In Sec. 2.2.4, Marder discusses the rules for propagation of error when calculating quantities consisting of arithmetic combinations of other quantities measured with error. The rule for adding two quantities (their uncertainties add in quadrature) is justified by citing a probabilistic argument given later in the book (p. 80), which shows that this is true for standard deviations when adding two independent random variables. This is a subtle sleight of hand. The rules for propagation of error apply equally to deterministic uncertainties, as justified by approximation theory (namely, Taylor approximation) as shown by Taylor (1997). It is reassuring that the approximation theoretic and probabilistic rules for propagating error are consistent. However, an opportunity is lost to distinguish between a deterministic uncertainty, such as the finite resolution of a measurement system, which can be applied to a single measurement, and a probabilistic uncertainty, which can only be evaluated by replicated, independent measurements. Incidentally, the latter is preferred, since the uncertainty of a single measurement based on finite resolution is almost always an underestimate of the full uncertainty of the measurement process, which can only be evaluated by replicated, independent measurements, preferably carried out on multiple days by multiple technicians, under varying conditions.  The uncertainty of a measurement instrument is always less than the uncertainty of a measurement process as a whole -- this is another arch principle of statistical thinking often lost on physicists (of which I am one).  Ironically, it was the great physicist-turned-statistician W. Edwards Deming, among others, who promoted a process-focused view of variability.  (I hope to explore this issue in greater depth in a future post.)

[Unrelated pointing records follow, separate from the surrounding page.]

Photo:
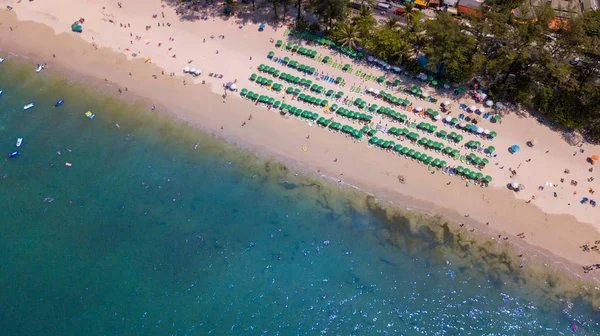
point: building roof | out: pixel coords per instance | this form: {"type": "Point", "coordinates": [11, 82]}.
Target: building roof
{"type": "Point", "coordinates": [473, 4]}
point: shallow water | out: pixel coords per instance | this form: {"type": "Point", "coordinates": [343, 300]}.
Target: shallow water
{"type": "Point", "coordinates": [145, 235]}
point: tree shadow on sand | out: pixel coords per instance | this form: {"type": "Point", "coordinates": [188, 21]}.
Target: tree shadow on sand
{"type": "Point", "coordinates": [241, 12]}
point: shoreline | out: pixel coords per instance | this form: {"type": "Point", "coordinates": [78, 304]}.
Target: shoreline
{"type": "Point", "coordinates": [79, 63]}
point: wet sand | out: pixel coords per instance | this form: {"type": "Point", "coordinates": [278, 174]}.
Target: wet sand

The next and final post of this series will collect some miscellaneous criticisms of the book.

References

P.F. Dunn (2010):  Measurement and Data Analysis for Engineering and Science, 2d ed. CRC Press.

G. Gigerenzer (2002):  Calculated Risks: How to Know When Numbers Deceive You. Simon & Schuster.

W.-Y. Loh (1987):  Does the correlation coefficient really measure the degree of clustering around a line? J. Educ. Stat., 12: 235-239.

J. Mandel (1984):  The Statistical Analysis of Experimental Data, corrected reprint. Dover.

J.R. Taylor (1997):  An Introduction to Error Analysis: The Study of Uncertainties in Physical Measurements, 2d ed. University Science Books.